Incidentally, as the example aboove shows, the semicolon can be used to put many statements on the same line. Unlike C, the semicolon is a statement separator, not a statement terminator, which is why we don't need one after FS = "\n". The sample file Authors contains the following two line records:

J D Salinger
The Catcher in the Rye

M Peake
Gormenghast

J Cowper Powys
Wolf Solent

Himself
Augustus Carp

By applying them to the Authors file, can you explain the difference in behaviour between the following awk programs?
Convert1 Convert2
BEGIN { RS = ""
    FS = "\n"
    OFS = " wrote "
}
{ print }
BEGIN { RS = ""
    FS = "\n"
    OFS = " was written by "
}
{ print $2,$1 }

Without those commas, OFS plays no role. print by itself is equivalent to print $0, which implies that you have to write print "" to get a newline on its own. For fancier formatted output you can use the printf and sprintf functions. If you are used to C you will have no difficulty with these; if not, there's not room to describe them here.

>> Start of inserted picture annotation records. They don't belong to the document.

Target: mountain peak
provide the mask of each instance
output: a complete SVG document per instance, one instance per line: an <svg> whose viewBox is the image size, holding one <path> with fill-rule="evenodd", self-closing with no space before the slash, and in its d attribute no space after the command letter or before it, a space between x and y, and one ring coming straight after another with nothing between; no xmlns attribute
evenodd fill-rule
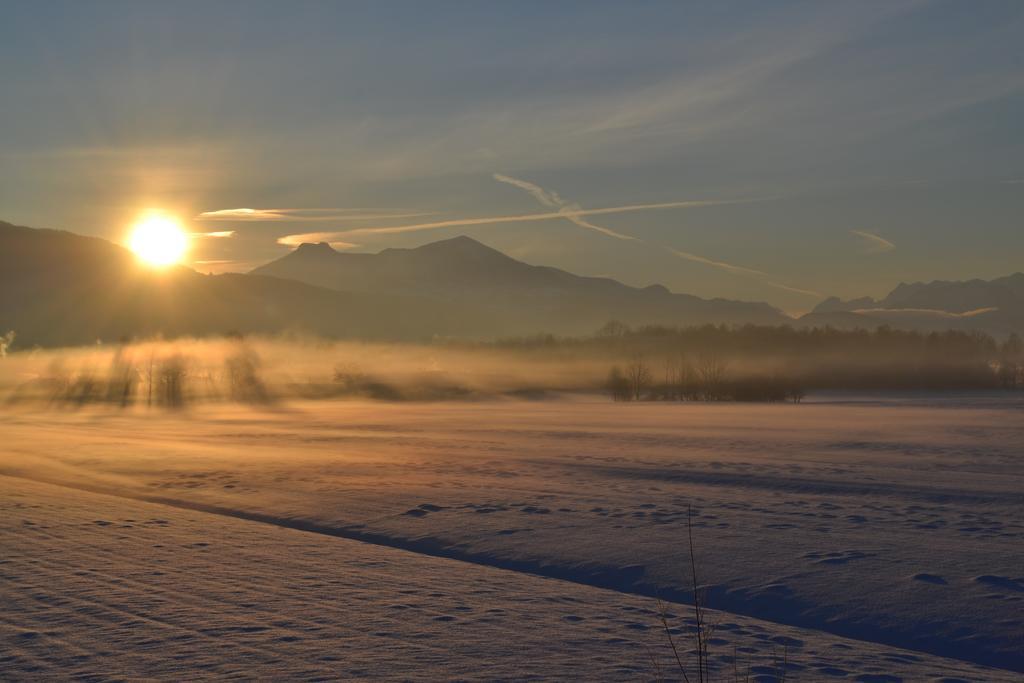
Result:
<svg viewBox="0 0 1024 683"><path fill-rule="evenodd" d="M299 245L298 249L296 249L295 251L296 251L296 253L302 253L302 254L337 254L338 253L337 251L334 250L334 248L331 247L331 245L329 245L326 242L317 242L316 244L313 244L311 242L303 242L301 245Z"/></svg>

To undo the effect of convert2 try the following awk program:

    # revert
    BEGIN { FS = " was written by " }
    { printf("%s\n%s\n\n", $2,$1) }

Command Line Arguments and Files

Awk was devised for Unix in the days before Desktop environments. Have a look at !mawk.Docs.manpage for the complete specification of the command line arguments for the executable file !mawk.bin.mawk. As awk programs are often so short, awk was written to accept 'throwaway' programs inside single quotes on the command line to the awk (in our case mawk) command.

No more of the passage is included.